L’argument :Episode I : La guerrière Bradamante libère Ruggiero (Roger), enlevé par l’hippogriffe d’ Atlante et prisonnier des charmes de la magicienne Alcina.
Episode II : Angélique, poursuivie par Ferraù, Sacripante et Rinaldo (Renaud), puis sauvée par Bradamante, doit être sacrifiée au monstre marin d’Ebuda. Mais elle est libérée par Ruggiero.
Orlando (Roland) également à la recherche d’Angélique, rencontre Olimpia qui lui narre ses mésaventures.
Episode III : Orlando retrouve une nouvelle fois Olimpia et la libère du monstre marin qu’il tue.
Pendant le siège de Paris le féroce Rodomonte quitte l’armée des sarrasins pour partir à la recherche de son épouse Doralice, enlevée par Mandricardo.
Rinaldo tue en duel le jeune roi maure Dardinello. Le fidèle Medoro (Médor), cherchant la dépouille de son roi pour l’enterrer, est blessé. Angélique le soigne.

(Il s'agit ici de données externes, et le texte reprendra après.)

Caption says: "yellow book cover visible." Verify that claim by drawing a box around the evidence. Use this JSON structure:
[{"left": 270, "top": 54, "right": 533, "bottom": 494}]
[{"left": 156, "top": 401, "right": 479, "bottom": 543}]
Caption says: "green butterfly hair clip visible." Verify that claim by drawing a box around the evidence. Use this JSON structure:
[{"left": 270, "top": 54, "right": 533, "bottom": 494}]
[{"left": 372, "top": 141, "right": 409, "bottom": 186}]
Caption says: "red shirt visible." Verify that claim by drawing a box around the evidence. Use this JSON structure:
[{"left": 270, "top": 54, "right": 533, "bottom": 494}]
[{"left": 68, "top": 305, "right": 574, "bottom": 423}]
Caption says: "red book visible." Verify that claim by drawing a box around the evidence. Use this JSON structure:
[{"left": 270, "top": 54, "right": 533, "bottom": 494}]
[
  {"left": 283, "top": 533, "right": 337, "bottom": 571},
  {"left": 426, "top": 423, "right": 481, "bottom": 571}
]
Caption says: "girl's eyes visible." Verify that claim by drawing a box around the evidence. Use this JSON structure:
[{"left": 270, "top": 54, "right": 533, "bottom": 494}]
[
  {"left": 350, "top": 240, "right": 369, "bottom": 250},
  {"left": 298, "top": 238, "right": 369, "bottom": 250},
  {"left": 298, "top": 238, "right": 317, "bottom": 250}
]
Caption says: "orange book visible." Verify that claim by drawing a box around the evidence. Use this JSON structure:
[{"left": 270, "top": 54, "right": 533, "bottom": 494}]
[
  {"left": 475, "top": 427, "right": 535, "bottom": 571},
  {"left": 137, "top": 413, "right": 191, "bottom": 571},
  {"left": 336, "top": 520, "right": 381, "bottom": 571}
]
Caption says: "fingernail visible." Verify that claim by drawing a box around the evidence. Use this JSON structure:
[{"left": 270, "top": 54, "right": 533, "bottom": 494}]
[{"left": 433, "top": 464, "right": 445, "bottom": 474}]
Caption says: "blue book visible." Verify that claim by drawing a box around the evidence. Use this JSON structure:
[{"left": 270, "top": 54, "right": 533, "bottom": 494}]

Les jeunes gens s’éprennent immédiatement l’un de l’autre.
Episode IV : Orlando libère Isabella puis Zerbino, prisonniers d’une troupe de brigands assistés de la fourbe Gabrina ; folie D’Orlando lorsqu’il voit partout gravés les noms entrelacés d’Angélique et de Medoro ; duel de Rodomonte et Mandricardo ; nouvelle bataille entre chrétiens et Sarrasins.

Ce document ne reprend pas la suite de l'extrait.